I want to know if my understand (prove convexity, format as SDP) the following problem is correct: \begin{equation*} \begin{aligned} & \min_{c\in \mathbb{C}^n,D\in \mathbb{H}_+^n} && \|c\|_2 + \lambda \cdot \mathrm{Tr}(D) \\ & \text{subject to} && h^Tc + \mathrm{Tr}(H^TD) = b\\ &&& D \succeq 0 \end{aligned} \end{equation*} where $D \in \mathbb{H}_+^n$ is a Hermitian Positve-Semidefinite Matrix.
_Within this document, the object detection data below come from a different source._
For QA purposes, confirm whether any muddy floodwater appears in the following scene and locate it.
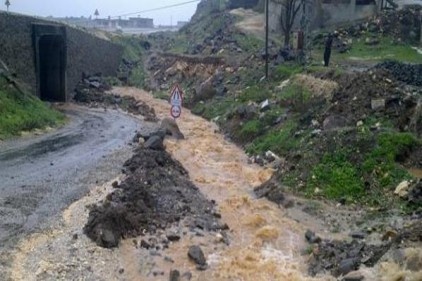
[4,88,418,281]
[0,105,140,279]
[113,89,336,280]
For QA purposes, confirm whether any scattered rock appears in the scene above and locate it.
[141,239,151,250]
[305,229,321,244]
[394,181,409,198]
[371,99,385,110]
[182,271,192,281]
[322,115,347,130]
[338,258,359,275]
[259,99,270,111]
[160,118,185,139]
[169,270,180,281]
[342,271,365,281]
[188,246,207,266]
[167,232,181,242]
[84,144,220,248]
[350,231,366,239]
[144,135,164,150]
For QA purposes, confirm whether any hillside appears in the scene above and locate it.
[108,1,422,276]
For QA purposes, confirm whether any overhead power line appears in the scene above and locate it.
[111,0,201,18]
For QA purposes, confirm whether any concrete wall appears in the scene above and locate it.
[0,12,123,99]
[66,28,123,98]
[0,12,37,91]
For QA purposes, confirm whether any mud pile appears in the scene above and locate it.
[73,76,158,121]
[375,61,422,87]
[306,219,422,276]
[337,6,421,43]
[84,139,227,248]
[314,68,422,133]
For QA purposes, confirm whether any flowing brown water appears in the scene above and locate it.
[10,88,422,281]
[116,88,330,280]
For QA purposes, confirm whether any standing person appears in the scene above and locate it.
[324,33,333,66]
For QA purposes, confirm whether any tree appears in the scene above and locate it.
[273,0,302,46]
[4,0,10,11]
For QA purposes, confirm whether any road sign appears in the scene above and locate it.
[170,84,183,119]
[170,84,183,107]
[170,105,182,119]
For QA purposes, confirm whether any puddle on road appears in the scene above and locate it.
[115,88,330,280]
[409,168,422,179]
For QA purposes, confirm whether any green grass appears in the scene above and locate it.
[238,85,271,103]
[128,64,146,89]
[0,77,65,139]
[306,132,420,206]
[333,37,422,63]
[307,151,364,202]
[275,63,304,80]
[362,133,419,188]
[233,34,263,52]
[236,119,264,142]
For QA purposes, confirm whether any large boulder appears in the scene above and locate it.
[160,118,185,139]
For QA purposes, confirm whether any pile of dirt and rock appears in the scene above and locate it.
[73,75,158,121]
[313,5,421,53]
[308,67,422,134]
[375,61,422,87]
[305,220,422,280]
[84,131,228,248]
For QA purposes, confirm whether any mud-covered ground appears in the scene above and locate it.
[84,141,227,248]
[0,105,148,274]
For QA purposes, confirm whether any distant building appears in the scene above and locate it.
[177,21,189,28]
[55,17,154,30]
[129,17,154,28]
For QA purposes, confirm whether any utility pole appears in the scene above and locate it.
[265,0,270,80]
[4,0,10,12]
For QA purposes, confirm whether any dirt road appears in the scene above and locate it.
[0,105,140,272]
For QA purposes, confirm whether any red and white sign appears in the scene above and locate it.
[170,105,182,118]
[170,84,183,118]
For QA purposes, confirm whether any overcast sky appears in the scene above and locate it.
[0,0,198,25]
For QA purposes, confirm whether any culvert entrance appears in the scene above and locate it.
[33,24,66,102]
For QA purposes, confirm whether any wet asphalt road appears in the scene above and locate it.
[0,105,140,249]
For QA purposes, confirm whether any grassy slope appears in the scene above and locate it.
[120,7,422,210]
[0,76,65,139]
[313,36,422,64]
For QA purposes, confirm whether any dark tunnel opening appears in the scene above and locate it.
[38,35,66,102]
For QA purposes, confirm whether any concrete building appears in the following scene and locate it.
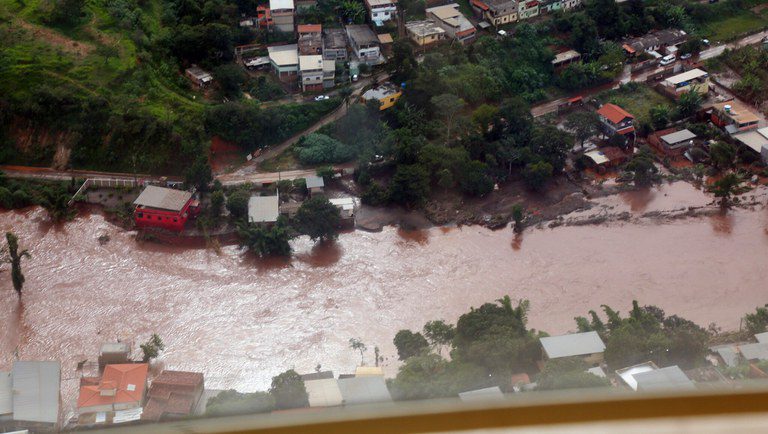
[269,0,295,33]
[662,68,709,97]
[365,0,397,26]
[11,361,61,429]
[184,65,213,87]
[248,195,280,224]
[405,20,446,47]
[540,331,605,366]
[345,24,384,65]
[426,3,477,43]
[470,0,517,27]
[77,363,149,415]
[299,54,323,92]
[267,44,299,82]
[361,83,403,110]
[323,29,347,61]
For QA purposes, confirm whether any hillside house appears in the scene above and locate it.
[365,0,397,26]
[517,0,539,20]
[269,0,295,33]
[77,363,149,415]
[141,371,204,422]
[184,65,213,88]
[323,29,347,61]
[248,195,280,224]
[470,0,517,27]
[648,128,696,158]
[267,44,299,82]
[597,103,635,140]
[426,3,477,44]
[361,83,403,110]
[299,54,323,92]
[405,20,446,47]
[345,24,384,65]
[540,331,605,366]
[662,68,709,97]
[709,100,760,134]
[133,185,200,232]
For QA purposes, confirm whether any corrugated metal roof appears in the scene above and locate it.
[248,195,280,223]
[13,362,61,424]
[133,185,192,211]
[338,376,392,405]
[0,371,13,416]
[660,130,696,145]
[634,366,696,391]
[459,386,504,402]
[541,332,605,359]
[304,378,343,407]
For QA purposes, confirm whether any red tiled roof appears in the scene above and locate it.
[597,103,635,124]
[77,363,149,408]
[296,24,323,34]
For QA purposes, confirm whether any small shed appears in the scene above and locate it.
[338,376,392,405]
[248,195,280,223]
[304,175,325,196]
[304,378,344,408]
[634,365,696,392]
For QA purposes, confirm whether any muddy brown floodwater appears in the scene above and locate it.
[0,184,768,418]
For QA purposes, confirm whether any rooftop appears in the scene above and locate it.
[541,331,605,359]
[597,103,635,124]
[77,363,149,409]
[633,366,696,392]
[12,361,61,424]
[347,24,379,45]
[133,185,192,211]
[248,195,280,223]
[664,68,709,86]
[267,44,299,66]
[405,20,445,38]
[299,54,323,71]
[338,376,392,405]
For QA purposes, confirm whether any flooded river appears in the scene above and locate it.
[0,184,768,410]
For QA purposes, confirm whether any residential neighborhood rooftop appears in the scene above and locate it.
[541,331,605,359]
[133,185,192,211]
[248,195,280,223]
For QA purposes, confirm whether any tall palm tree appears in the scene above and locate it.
[3,232,31,297]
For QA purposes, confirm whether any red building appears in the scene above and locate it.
[133,185,200,232]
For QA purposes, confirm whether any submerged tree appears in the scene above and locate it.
[3,232,31,296]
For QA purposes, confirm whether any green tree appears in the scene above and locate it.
[677,91,703,118]
[205,389,275,417]
[744,304,768,335]
[709,141,736,170]
[521,161,553,191]
[536,358,610,390]
[709,173,741,209]
[565,111,600,147]
[227,188,251,219]
[140,333,165,363]
[430,93,466,142]
[424,320,456,354]
[3,232,31,297]
[237,216,295,257]
[294,196,341,241]
[389,164,429,207]
[393,330,429,360]
[269,369,309,410]
[349,338,368,366]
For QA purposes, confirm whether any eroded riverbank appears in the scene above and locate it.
[0,184,768,416]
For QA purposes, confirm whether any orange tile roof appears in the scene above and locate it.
[77,363,149,408]
[296,24,323,34]
[597,103,635,124]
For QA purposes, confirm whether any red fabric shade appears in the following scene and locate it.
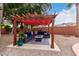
[21,19,52,25]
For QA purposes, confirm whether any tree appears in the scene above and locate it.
[3,3,51,20]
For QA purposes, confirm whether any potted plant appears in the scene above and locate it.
[0,24,11,34]
[17,32,24,46]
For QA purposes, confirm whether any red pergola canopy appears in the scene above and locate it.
[21,19,52,25]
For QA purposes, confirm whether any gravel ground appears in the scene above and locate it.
[0,34,79,56]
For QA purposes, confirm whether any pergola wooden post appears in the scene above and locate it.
[50,20,54,48]
[13,19,17,46]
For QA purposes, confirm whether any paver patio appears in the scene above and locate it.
[0,34,79,56]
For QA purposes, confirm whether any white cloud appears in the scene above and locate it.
[55,5,76,25]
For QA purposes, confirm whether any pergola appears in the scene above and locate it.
[12,14,56,48]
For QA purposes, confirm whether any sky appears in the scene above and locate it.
[48,3,68,14]
[48,3,76,25]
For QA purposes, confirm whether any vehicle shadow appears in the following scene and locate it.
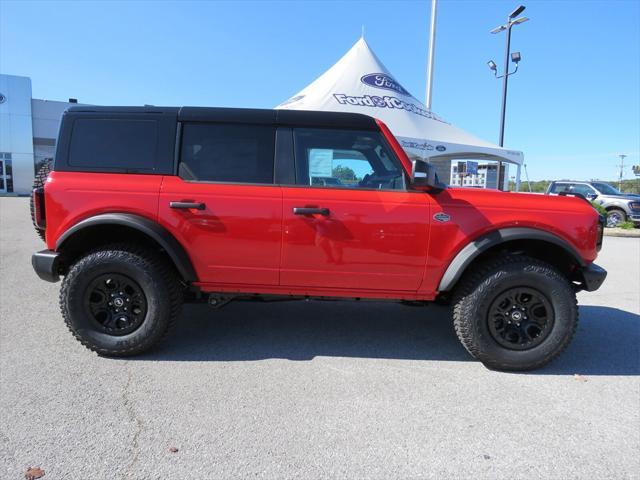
[130,301,640,375]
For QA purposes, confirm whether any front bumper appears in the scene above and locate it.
[582,263,607,292]
[31,250,60,282]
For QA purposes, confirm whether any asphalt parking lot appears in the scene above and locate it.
[0,198,640,480]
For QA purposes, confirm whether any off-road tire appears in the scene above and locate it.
[452,255,578,371]
[606,208,627,228]
[60,244,182,357]
[29,160,51,241]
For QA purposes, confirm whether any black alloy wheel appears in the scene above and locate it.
[85,273,147,335]
[487,287,555,350]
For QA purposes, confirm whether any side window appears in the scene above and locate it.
[178,123,275,183]
[69,118,158,171]
[294,128,405,190]
[573,183,596,197]
[551,183,572,193]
This problem is derived from Trace Heuristic of Matrix rank-minimization, but is regularized with a vector $c$ and the equality constraint has term $c$ in it.
Proof Convexity
To show that the problem above is a minimizing a convex function over a convex set, I show that the objective is jointly convex in $(c,D)$ and the equality constraint admits a convex set over $(c,D)$. The SDP cone constraint is convex and does not need to be shown.
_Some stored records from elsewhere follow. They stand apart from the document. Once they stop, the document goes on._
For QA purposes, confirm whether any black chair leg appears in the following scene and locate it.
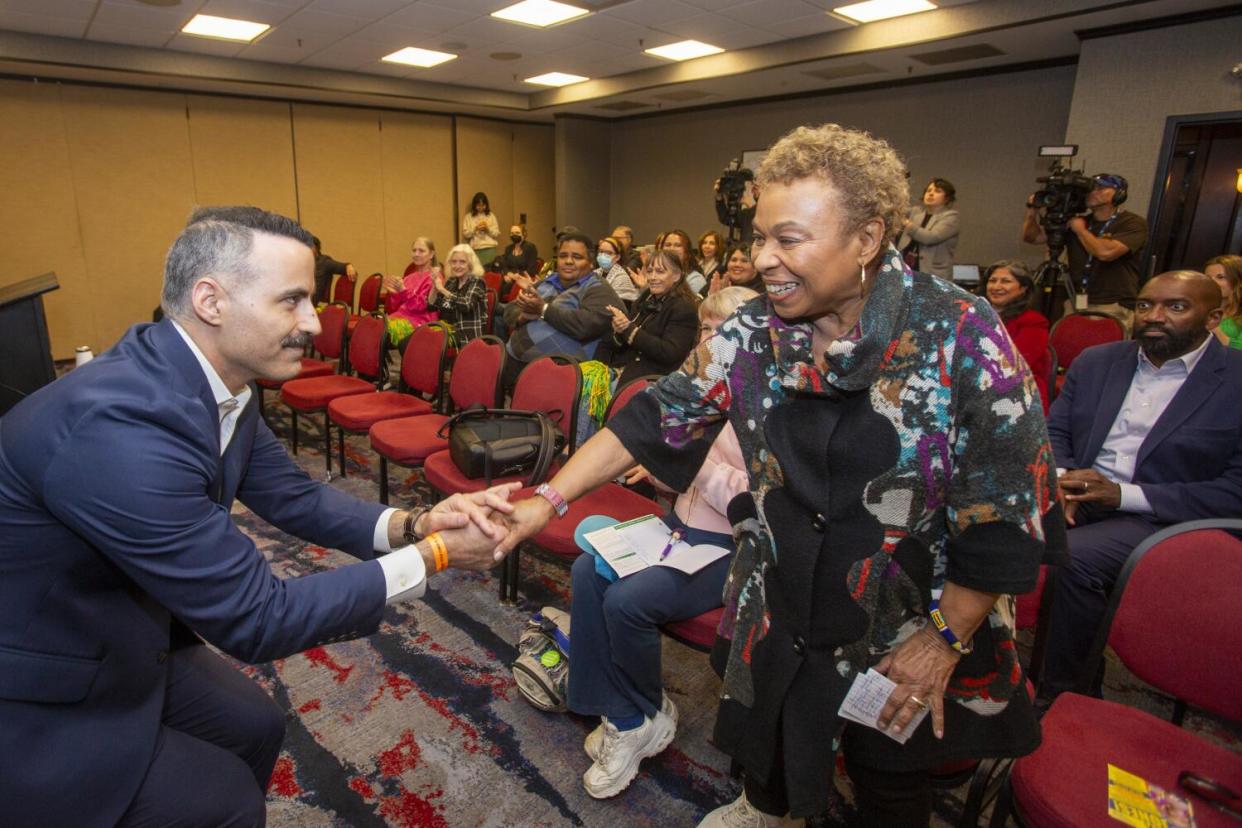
[329,421,345,477]
[323,410,332,477]
[380,454,388,506]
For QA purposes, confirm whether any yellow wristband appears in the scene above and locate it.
[424,531,448,572]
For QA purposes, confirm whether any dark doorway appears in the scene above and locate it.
[1148,112,1242,276]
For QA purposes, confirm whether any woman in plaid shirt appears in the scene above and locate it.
[427,245,487,349]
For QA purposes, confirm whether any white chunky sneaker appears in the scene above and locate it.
[698,791,801,828]
[582,711,677,799]
[582,693,677,762]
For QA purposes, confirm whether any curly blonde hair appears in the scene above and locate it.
[755,124,910,242]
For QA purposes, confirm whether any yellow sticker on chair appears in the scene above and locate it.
[1108,765,1195,828]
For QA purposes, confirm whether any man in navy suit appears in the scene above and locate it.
[0,207,512,826]
[1043,271,1242,696]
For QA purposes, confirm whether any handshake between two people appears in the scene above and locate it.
[409,483,555,571]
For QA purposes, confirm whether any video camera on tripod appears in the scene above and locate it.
[715,158,755,245]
From here, I write $x = (c,D) \in \mathbb{C}^n \times \mathbb{H}_+^n$ and write $\mathbf{X} = \mathbb{C}^n \times \mathbb{H}_+^n$
Convex Objective
For any $\theta \in [0,1]$, for given $x_1=(c_1,D_1),x_2=(c_2,D_1) \in \mathbf{X}$, we denote convex combination as $x_3 = \theta x_1 + (1-\theta) x_2$, noting that $x_3 =(c_3,D_3) \in \mathbf{X}$.
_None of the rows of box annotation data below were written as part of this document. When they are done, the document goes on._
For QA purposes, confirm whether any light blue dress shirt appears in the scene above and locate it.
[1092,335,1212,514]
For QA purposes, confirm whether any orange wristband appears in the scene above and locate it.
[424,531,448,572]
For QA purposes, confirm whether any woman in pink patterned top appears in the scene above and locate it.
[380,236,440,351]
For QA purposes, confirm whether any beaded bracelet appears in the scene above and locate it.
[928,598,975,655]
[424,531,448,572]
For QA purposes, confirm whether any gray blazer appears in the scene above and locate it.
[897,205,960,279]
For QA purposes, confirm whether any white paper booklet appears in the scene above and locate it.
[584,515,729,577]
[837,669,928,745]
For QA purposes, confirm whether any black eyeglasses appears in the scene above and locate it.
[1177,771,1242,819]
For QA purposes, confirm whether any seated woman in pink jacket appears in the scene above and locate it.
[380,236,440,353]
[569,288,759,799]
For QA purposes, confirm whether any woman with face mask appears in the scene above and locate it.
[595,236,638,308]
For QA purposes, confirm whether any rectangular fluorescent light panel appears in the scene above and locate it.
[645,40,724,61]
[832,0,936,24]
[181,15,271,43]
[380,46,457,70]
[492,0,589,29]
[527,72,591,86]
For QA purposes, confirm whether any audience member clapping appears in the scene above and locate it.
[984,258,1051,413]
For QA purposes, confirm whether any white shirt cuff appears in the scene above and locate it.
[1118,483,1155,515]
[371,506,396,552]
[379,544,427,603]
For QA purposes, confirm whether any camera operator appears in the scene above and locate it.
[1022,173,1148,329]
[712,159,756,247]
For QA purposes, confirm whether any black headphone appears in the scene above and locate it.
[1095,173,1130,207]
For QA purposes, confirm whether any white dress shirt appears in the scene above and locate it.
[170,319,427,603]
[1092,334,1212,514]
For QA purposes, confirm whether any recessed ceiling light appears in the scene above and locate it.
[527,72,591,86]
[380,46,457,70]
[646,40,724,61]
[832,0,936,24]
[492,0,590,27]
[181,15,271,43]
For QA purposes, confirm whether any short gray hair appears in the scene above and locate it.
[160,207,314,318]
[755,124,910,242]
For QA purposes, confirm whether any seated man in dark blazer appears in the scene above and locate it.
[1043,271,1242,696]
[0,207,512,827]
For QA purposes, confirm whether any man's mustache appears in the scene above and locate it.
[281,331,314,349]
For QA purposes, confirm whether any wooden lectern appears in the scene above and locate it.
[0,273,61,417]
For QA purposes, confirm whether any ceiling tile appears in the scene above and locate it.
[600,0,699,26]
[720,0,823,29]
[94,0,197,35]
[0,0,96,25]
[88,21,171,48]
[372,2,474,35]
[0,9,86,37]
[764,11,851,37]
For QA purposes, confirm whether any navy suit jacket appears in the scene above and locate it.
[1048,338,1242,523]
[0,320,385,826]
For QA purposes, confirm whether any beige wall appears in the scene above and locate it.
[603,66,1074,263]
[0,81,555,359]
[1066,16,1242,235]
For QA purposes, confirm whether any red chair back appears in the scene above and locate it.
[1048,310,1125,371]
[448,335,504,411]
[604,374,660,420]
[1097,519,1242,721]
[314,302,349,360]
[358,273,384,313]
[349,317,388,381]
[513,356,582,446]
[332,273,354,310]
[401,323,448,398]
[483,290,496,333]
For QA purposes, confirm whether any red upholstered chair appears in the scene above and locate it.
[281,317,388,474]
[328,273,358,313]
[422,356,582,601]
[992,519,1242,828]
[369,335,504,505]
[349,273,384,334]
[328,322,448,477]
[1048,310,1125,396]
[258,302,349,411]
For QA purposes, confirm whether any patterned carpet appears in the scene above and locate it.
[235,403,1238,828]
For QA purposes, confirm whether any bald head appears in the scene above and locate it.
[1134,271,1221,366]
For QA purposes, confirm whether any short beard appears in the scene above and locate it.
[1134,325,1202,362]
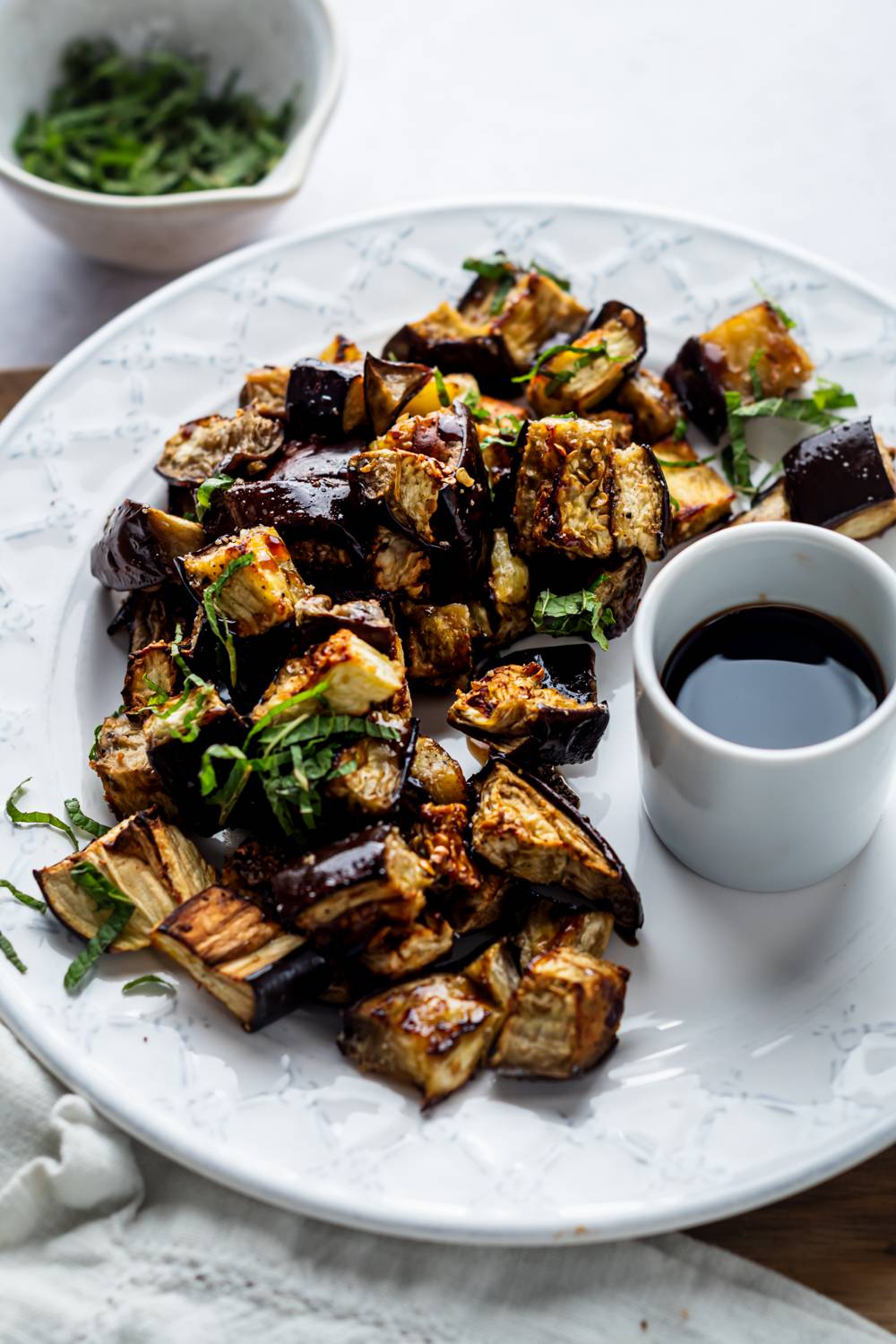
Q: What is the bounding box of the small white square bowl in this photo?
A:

\begin{equation} \begin{split} f(\theta x_1 + (1-\theta) x_2) &= \|\theta c_1 + (1-\theta)c_2\|_2 +\lambda \cdot \mathrm{Tr}(\theta D_1 + (1-\theta) D_2) \\ &\leq \theta\|c_1\|_2 +(1-\theta)\|c_2\|_2 + \theta \lambda \mathrm{Tr}(D) + (1-\theta)\lambda\mathrm{Tr}(D) \\ &= \theta f(x_1) + (1+\theta)f(x_2) \end{split} \end{equation}
Convex Set
Simply by the affine nature of the equality.
SDP
Let $\mathbf{Y} = \begin{bmatrix} diag(c) & 0 \\ 0 & D\end{bmatrix}$ Re-formulate the problem as : \begin{equation*} \begin{aligned} & \min_{Y\in \mathbb{H}_+^{2n}} && \langle \begin{bmatrix} diag(c) & 0 \\ 0 & \lambda I_n\end{bmatrix} , Y\rangle_{\mathbb{H}^n_+} \\ & \text{subject to} && \langle \begin{bmatrix} diag(h) & 0 \\ 0 & H\end{bmatrix}, Y\rangle_{\mathbb{H}^n_+} =b \\ &&& Y \succeq 0 \quad (\dagger) \end{aligned} \end{equation*} ($\dagger$): This inequality is stronger in the sense that it forces $Re(c) \geq 0$ whereas the original formulation has no such constraint.
My Questions
- Is my proof of convexity correct?
- How to formulate the problem as an SDP? Specifically, what do with the inequality constraint?